DEAR ALICIA: For you, and for fellow Floridian (Spring Hill), H. Richard Rybinski, here's the story on the “Once Upon a Time” featured in “Hanging Up.” (Yes, there are several other songs bearing that same title.)
Recordings of “Once Upon a Time,” written by Charles Strouse and Lee Adams, for the 1962 Broadway show “All American,” exist by an assortment of different artists. Among them: Frank Sinatra, Tony Bennett, Don Cherry, Ahmad Jamal, and Mabel Mercer.
In “Hanging Up,” however, the singer of “Once Upon a Time” is popular 1940s bandleader, Jay McShan.
The film credits indicate the song is licensed from Sackville Records, but, unfortunately, their web site (www.sackvillerecords.com) is either down or kaput.
Lacking a way to contact Sackville, I discovered that a “Hanging Up” soundtrack CD is available, which does include, among its 18 tracks, “Once Upon a Time.”

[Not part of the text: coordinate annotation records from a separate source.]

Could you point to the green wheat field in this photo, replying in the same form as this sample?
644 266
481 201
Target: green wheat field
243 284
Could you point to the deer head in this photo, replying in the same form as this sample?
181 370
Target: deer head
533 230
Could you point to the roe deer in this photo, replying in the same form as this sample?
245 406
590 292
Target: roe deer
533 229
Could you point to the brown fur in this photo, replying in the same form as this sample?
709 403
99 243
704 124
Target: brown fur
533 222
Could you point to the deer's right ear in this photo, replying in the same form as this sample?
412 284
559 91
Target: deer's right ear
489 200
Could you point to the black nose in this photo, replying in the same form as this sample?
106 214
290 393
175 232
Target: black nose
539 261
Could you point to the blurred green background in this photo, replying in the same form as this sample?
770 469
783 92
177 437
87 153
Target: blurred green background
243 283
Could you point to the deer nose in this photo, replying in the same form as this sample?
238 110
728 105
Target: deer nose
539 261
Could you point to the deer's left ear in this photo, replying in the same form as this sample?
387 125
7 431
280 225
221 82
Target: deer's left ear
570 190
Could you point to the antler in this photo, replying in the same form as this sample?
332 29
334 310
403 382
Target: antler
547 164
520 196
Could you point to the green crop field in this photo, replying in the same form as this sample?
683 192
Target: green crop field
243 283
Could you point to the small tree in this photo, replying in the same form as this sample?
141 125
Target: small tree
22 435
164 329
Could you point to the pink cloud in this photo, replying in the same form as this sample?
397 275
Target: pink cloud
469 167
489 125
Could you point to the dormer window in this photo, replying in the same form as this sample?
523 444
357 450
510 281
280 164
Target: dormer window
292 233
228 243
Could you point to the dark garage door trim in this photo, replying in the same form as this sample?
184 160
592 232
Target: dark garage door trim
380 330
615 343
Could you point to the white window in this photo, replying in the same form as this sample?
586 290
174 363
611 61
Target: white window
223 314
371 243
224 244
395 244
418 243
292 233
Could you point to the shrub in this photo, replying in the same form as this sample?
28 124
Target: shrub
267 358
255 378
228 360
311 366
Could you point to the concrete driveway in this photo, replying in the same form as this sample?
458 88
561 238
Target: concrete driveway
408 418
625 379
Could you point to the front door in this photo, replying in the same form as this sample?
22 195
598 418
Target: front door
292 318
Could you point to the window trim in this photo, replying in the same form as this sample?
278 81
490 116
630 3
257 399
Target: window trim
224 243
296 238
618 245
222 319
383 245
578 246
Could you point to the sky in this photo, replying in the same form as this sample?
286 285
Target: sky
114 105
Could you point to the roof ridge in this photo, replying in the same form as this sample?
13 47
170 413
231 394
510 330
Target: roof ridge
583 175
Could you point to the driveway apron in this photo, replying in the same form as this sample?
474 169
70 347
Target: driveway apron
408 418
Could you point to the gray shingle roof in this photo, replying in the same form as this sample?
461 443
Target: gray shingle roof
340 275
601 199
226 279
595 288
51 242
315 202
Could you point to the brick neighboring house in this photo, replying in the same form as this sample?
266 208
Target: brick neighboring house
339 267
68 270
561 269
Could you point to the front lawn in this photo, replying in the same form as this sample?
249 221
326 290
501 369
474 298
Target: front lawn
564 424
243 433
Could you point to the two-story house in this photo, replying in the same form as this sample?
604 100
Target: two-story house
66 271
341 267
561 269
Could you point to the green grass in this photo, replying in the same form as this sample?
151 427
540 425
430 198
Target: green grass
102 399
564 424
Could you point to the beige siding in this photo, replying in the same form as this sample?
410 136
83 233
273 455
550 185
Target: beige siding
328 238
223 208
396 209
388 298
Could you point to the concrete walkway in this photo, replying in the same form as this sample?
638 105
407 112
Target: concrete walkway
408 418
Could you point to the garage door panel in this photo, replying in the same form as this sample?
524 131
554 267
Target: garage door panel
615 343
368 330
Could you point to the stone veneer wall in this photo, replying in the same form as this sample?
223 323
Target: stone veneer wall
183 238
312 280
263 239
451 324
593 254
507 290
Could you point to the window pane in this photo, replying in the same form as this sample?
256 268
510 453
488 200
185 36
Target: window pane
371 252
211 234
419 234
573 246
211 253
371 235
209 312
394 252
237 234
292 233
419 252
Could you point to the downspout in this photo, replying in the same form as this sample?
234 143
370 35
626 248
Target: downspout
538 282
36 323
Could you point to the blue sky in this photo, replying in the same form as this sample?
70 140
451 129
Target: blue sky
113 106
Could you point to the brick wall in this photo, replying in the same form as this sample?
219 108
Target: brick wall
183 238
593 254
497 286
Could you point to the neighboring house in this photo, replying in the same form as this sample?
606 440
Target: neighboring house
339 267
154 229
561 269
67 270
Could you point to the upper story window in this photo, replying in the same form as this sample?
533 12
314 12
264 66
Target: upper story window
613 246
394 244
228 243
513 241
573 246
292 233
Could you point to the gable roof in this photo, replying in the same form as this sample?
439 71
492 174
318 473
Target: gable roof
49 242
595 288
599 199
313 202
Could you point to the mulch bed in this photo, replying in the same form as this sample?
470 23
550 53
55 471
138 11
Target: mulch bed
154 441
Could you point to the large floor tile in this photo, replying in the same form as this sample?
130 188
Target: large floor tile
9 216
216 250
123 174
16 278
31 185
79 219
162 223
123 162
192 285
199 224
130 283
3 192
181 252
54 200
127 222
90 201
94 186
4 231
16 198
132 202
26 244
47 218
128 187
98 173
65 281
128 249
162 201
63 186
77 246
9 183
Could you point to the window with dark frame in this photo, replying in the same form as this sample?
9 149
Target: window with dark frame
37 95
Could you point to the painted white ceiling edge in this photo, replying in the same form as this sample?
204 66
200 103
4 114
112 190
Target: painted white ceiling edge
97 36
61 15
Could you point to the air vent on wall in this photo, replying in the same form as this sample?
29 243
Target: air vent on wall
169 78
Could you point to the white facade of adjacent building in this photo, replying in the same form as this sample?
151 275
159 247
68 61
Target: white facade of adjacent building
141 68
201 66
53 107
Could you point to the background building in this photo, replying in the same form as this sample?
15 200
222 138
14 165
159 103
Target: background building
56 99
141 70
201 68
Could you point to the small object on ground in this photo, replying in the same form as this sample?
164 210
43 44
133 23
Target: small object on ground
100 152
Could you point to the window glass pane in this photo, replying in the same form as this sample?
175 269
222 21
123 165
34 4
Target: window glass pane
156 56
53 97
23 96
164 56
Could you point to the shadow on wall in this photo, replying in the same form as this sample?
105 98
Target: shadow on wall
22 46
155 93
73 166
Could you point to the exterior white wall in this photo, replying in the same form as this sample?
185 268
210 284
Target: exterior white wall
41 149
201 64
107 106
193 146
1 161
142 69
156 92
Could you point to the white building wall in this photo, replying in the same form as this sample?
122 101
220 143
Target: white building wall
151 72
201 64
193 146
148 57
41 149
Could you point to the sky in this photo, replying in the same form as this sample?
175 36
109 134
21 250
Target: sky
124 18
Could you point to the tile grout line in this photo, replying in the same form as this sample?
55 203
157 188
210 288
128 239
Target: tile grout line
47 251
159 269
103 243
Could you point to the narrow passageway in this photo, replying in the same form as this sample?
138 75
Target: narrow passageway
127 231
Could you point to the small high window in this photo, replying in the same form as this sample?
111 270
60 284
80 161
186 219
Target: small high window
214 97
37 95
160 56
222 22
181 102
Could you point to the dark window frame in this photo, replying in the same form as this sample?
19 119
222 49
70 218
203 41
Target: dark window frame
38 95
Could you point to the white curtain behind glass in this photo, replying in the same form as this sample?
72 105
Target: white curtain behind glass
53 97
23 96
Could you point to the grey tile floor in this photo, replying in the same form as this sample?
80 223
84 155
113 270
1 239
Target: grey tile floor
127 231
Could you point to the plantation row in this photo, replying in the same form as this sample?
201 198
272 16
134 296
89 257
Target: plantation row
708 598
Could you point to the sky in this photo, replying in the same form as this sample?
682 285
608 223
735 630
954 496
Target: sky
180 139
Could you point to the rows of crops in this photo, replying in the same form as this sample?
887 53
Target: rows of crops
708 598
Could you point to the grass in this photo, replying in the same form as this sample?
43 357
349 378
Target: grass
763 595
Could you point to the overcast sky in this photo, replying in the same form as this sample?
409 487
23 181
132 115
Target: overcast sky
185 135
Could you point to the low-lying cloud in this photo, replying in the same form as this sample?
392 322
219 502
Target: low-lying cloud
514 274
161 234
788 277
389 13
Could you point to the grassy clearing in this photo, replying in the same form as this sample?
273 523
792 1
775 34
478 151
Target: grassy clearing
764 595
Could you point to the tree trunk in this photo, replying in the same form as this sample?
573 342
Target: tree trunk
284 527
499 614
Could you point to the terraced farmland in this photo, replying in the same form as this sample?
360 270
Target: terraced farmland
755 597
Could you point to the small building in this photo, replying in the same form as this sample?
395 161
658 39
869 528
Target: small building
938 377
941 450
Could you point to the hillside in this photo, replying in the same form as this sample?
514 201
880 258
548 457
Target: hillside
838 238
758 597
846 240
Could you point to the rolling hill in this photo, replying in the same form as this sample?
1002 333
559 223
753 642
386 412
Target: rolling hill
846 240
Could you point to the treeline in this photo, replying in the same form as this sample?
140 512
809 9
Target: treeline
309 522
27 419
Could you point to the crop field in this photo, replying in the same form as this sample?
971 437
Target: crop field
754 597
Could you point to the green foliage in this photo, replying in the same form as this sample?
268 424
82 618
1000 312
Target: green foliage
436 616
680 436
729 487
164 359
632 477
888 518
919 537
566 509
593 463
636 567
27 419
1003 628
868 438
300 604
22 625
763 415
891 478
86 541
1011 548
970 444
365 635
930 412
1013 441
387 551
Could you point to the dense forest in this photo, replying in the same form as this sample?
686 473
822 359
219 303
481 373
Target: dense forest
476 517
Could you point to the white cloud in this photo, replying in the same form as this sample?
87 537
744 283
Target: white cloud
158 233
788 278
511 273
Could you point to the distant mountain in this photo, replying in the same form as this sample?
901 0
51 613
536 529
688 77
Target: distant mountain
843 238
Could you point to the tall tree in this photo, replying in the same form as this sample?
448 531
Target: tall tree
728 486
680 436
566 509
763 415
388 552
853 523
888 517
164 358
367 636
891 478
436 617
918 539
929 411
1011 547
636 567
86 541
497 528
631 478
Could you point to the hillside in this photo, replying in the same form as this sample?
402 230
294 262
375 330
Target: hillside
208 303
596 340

If you can't find this album locally, it is listed as available online at either All Music Guide or Amazon.com.
DEAR JERRY: My father and my aunt both insist that the Four Aces recorded a Christmas album. They claim that their parents had a copy during their childhood, which would have been in the mid-'50s.
Still, I cannot find any reference to such an album anywhere on the internet, let alone find out how I could get hold of a copy.
Does such an album really exist? If so, could you provide details, such as the title, label and catalogue number, and year of release? Then I will at least have something to go on.
Sarah Martin, Toronto, Ontario (firstname.lastname@example.org)
DEAR SARAH: The LP dad and your aunt refer to is surely “Sentimental Souvenirs, Merry Christmas with the Four Aces” (Decca DL-8191), issued for the 1955 holiday season.
Now that should answer all your questions about this little family musical mystery.
DEAR JERRY: I found a “Party Time” 45 rpm, by Dean Martin and Jerry Lewis. On the label, it reads “For Adults Only, Not for Radio Play.”
Upon playing it, I discovered it is Dean and Jerry recording a commercial for their film, “The Caddy.” In the process, there is a lot of profanity and foul language. All in all, it is very funny to hear them having such a riotous time.
I love Dean and Jerry and I would like to make a cassette of this recording and send it to Jerry Lewis. What do you think?
Russ Koznatz, Chicago, Ill.
DEAR RUSS: This recording, made from a 1953 “The Caddy” radio spot session, is a nice item for your Martin and Lewis collection; however, it has been easily available for about 35 years.
It is safe to assume that Jerry Lewis has received hundreds of copies of this tape over the years, and would probably not welcome yet another reminder that it got out in the first place.
IZ ZAT SO? “Hanging Up” is the last of nearly 80 films for Walter Matthau, who died July 1, 2000. He often portrayed a con man, and occasionally a gambler the later being a characterization he knew well.
According to the Internet Movie Database, while making a TV series in Florida before his movie stardom, Walter Matthau lost $183,000 betting on spring-training baseball games.
Later acknowledging his gambling inclination, during a middle age interview, Matthau estimated his lifetime gambling losses at $5 million.